January 18, 2019 – As we look forward to the year ahead and get our economic house in order, increasingly the conversation turns to the failings of our current federal tax system. Overwhelmingly, the message is clear; Canadians feel our tax system is fundamentally unfair and broken.

Tax Structure – Modern & Competitive

Canada’s tax structure hasn’t been substantially reformed since the 1970s, but since then we have seen major changes in the foundations it was built on such as family income structures, the nature of work with almost one third of our working population precariously employed, and the erosion of defined benefit pensions or any pension at all.


Additionally, our tax structure affects our competitiveness as corporations use it as criteria when determining where to establish or expand their business. Canadian top combined personal income tax rates now exceed 50 per cent in seven provinces and Canadian provinces comprise nine of the 10 jurisdictions with the highest combined personal income tax rates in Canada and the U.S.


Our tax structure must be modernized to reflect Canadian society today and to position us to be competitive internationally.

Implementation of Taxes & Canada Revenue Agency (CRA)

Just how broken is our tax system? In the last two years, the Auditor General of Canada has produced highly critical reports of the CRA. The following are some of the finding in the two reports filed by the Auditor General of Canada in 2017 and 2018

CRA provided taxpayers with very limited access to its call centre services, including both the automated self-service system and call centre agents.

CRA blocked more than half of the calls it received (about 29 million out of 53.5 million) because it could not handle the volume. Blocked calls were those that did not reach either an agent or the automated self-service system. Instead, they were given either a busy signal or a message to go to the website or call back later.

Between March 2016 and March 2017, CRA answered only 36 percent of the calls it received—32 percent were answered by an agent, and 4 percent went to the automated self-service system and lasted at least a minute. On average, callers made three or four call attempts per week. However, even after several attempts, callers did not always reach either an agent or the automated self-service system.

When agents responded to tax questions as part of the report, they gave wrong information almost 30 percent of the time. This meant that the actual rate of agent errors was significantly higher than the CRA’s own test results.

CRA did not consistently apply tax rules when it audited or reviewed taxpayers’ files, even though the Taxpayer Bill of Rights includes the right to have the law applied consistently.

Taxpayers in one region waited an average of 7 months longer than those in another region for the Agency to complete an audit.
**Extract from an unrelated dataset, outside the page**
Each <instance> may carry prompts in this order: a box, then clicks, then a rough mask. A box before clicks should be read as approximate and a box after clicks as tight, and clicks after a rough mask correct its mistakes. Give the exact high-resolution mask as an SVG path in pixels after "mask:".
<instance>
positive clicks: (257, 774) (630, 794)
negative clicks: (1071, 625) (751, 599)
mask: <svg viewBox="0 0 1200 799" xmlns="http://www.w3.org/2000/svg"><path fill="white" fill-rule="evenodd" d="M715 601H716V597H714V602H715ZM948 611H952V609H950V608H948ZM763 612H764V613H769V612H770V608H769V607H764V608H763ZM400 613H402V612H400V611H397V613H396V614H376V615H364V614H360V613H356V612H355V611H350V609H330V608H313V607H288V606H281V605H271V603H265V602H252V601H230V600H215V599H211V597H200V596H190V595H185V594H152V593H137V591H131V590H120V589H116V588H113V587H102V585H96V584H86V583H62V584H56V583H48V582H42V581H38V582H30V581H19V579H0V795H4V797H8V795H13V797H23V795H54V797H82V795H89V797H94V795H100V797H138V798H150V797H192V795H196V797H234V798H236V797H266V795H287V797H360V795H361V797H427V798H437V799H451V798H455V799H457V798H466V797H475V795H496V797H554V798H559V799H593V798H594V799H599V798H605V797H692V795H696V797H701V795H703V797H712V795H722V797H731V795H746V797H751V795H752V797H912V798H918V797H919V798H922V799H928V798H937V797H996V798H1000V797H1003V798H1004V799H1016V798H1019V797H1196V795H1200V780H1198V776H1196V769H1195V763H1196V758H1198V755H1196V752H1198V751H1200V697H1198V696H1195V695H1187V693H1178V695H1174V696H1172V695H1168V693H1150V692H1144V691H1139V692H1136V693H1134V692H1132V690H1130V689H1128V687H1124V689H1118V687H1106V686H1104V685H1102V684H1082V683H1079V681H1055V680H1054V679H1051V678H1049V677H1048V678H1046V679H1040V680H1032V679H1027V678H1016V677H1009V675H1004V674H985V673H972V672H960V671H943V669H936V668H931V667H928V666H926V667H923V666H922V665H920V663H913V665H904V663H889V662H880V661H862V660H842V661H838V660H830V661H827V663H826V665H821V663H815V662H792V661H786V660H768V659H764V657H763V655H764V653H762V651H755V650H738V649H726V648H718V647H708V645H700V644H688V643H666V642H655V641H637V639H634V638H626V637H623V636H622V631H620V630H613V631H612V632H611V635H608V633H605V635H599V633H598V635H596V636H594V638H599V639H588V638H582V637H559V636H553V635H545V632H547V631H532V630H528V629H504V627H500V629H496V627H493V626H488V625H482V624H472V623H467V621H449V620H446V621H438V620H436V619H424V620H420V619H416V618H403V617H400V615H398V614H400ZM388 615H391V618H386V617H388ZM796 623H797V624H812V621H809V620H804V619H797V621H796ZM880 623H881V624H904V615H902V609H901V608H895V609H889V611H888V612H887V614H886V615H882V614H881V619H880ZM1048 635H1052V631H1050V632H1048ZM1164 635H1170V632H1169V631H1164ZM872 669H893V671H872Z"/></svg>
In one region, it took the Agency more than 40 weeks to process taxpayers’ requests for adjustments, while in another region, the Agency took 12 weeks.

Comprehensive Tax Reform is not for the faint of heart. It is more than just tinkering with one tax credit or lowering one tax bracket. It requires an in-depth restructuring that not only takes into account the changes in the nature of work and society since the 1970s, but also addresses the current state of the global economy and the necessary measures for Canada to be competitive.

To regain the confidence of Canadians reforming our tax structure and ensuring it is efficiently and consistently applied by CRA must be a priority of the federal government. Complex problems in a complex time require complex solutions.